What can poll results tell B2B marketers about a year unlike any other, and how can this valuable audience data help us refine our marketing strategy as we push towards 2021?

For more than a year we’ve run weekly social media polls on our Twitter profile, and for several months now have simultaneously also placed a weekly user poll on our LinkedIn* page.

We wanted to share some of the fascinating insights you have shared with us in the form of results from our polls, in order to see the trends that have emerged during this unprecedented year.

Let’s look at trends in social media communications, how marketing is changing in 2020, and the rising effectiveness of B2B influencer marketing, all through the lens of poll-derived feedback.

Social Media Communication Expectations

Insight #1 — Social Response Times

How quickly do we expect a response from a brand when we ask a question publicly on social media?

The majority marketers we polled expect to hear back from a brand within 24 hours, with 61 percent of respondents on LinkedIn expecting a reply within a day, 24 percent within one hour, and 16 percent by the end of the workday.

Twitter respondents voiced similar sentiments, with 38 percent looking to get a reply from a brand within 24 hours, 33 percent by the end of the current workday, and 21 percent within an hour.

If you’re not answering social media inquiries within 24 hours you may come under fire, as not even one respondent to our poll said that they expect brands to take longer than a day to reply.
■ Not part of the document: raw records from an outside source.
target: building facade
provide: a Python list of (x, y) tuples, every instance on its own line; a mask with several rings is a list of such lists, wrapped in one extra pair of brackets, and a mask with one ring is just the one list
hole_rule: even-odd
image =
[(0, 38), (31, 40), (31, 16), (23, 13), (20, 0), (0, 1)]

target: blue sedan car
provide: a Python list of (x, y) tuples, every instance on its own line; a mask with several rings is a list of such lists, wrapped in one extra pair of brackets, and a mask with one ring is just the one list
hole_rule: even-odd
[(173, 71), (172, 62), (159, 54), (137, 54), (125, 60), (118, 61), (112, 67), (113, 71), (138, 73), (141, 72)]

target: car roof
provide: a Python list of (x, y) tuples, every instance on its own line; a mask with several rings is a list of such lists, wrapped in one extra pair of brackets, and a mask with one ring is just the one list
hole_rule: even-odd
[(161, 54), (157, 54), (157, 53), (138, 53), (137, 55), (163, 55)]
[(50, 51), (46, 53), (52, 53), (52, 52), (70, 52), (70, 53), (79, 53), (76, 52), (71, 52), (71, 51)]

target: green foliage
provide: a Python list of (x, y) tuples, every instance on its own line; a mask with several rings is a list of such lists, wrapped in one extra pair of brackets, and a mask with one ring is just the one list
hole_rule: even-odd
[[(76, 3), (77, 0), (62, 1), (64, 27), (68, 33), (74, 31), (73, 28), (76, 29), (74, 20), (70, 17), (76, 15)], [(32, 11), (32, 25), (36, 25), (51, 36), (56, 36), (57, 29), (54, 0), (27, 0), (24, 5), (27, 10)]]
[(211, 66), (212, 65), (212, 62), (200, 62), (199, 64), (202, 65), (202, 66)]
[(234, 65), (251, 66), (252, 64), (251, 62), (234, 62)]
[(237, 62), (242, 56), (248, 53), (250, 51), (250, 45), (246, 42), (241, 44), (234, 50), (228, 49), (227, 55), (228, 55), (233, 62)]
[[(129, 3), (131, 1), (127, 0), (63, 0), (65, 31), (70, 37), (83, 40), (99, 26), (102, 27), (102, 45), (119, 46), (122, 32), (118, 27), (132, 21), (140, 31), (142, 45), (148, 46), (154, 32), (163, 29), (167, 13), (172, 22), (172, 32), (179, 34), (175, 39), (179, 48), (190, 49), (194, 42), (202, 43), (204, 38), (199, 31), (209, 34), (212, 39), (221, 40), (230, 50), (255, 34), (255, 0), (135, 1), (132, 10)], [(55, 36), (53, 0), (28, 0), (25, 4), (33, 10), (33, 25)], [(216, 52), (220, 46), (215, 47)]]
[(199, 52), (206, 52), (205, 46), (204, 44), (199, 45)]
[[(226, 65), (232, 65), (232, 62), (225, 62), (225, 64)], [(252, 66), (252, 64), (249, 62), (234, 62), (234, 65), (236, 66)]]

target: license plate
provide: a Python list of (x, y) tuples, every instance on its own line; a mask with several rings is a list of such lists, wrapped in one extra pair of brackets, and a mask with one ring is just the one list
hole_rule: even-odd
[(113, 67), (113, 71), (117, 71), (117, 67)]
Insight #2 — Email Response Times

We also asked the same question for a different form of online communications, curious about expectations when sending an old-fashioned email to a brand.

50 percent of our Twitter poll respondents said that they expected an email reply within 24 hours, mostly echoing the expectations for public social media questions. 22 percent said they expected brands to reply by the end of the workday, 18 percent within a week — a notable difference from social media queries — and just 9 percent within an hour.


Insight #3 — Unfollowing

What drives people who have already taken the time and effort to follow a brand on social media to later unfollow them, and what messages can we learn from these mistakes?
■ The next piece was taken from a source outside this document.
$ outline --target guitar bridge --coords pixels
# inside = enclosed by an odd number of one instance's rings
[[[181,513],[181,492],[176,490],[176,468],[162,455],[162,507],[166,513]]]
When we asked this question in a poll, our LinkedIn respondents said the top reason they unfollow brands comes down to posting poor quality content, followed by irrelevant content and brands that post too much content. Just two percent of respondents said that they unfollow brands that don’t post enough content.
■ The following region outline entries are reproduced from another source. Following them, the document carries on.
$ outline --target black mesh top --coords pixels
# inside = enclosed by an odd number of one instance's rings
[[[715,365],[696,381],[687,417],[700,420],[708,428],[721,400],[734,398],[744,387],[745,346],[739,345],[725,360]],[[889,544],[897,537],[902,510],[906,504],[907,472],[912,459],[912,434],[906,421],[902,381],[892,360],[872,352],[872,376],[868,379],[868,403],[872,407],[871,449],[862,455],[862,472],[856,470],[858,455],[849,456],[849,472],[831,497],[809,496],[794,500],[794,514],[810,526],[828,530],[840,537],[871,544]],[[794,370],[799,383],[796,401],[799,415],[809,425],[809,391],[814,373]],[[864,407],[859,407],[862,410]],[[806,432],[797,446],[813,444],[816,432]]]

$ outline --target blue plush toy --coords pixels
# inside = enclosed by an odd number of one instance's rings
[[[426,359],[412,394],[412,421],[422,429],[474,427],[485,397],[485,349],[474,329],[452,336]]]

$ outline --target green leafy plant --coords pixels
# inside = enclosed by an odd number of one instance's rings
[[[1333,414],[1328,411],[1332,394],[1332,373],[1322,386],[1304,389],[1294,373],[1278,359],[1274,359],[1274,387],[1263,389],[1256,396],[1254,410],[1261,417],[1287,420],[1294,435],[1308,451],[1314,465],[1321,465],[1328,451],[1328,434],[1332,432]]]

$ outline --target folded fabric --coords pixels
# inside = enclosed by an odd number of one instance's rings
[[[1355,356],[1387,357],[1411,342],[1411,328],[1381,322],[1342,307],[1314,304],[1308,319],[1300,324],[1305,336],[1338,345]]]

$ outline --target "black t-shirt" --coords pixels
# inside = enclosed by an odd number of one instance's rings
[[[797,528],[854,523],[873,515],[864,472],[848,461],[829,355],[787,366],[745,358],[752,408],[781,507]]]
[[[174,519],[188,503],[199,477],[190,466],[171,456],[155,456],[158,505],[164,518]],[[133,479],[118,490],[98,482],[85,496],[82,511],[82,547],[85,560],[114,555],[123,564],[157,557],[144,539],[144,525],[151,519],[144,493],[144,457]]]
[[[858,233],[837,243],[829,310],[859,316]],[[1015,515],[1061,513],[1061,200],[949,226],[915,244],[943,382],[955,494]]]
44 percent of our Twitter respondents said that irrelevant content was their top reason for unfollowing a brand, followed by poor quality content at 33 percent, and too much content at 22 percent.


Insight #4 — Stories Format

We also ran a poll asking how the ephemeral stories format would fare on LinkedIn if the platform were to make its test of the post type a permanent part of the service. 33 percent of respondents said that LinkedIn Stories would be a great addition to the platform, while 25 percent felt it would be a good match. 25 percent also said that it would be an unlikely match, and 16 percent noted that the stories format would be a poor match for LinkedIn.


Insight #5 — Experiential Content

We were also curious how B2B marketers are using experiential content in 2020. 58 percent of our Twitter poll respondents said that they expected to incorporate experiential content very frequently into their marketing efforts during 2020, followed by 41 percent who planned to do so somewhat frequently.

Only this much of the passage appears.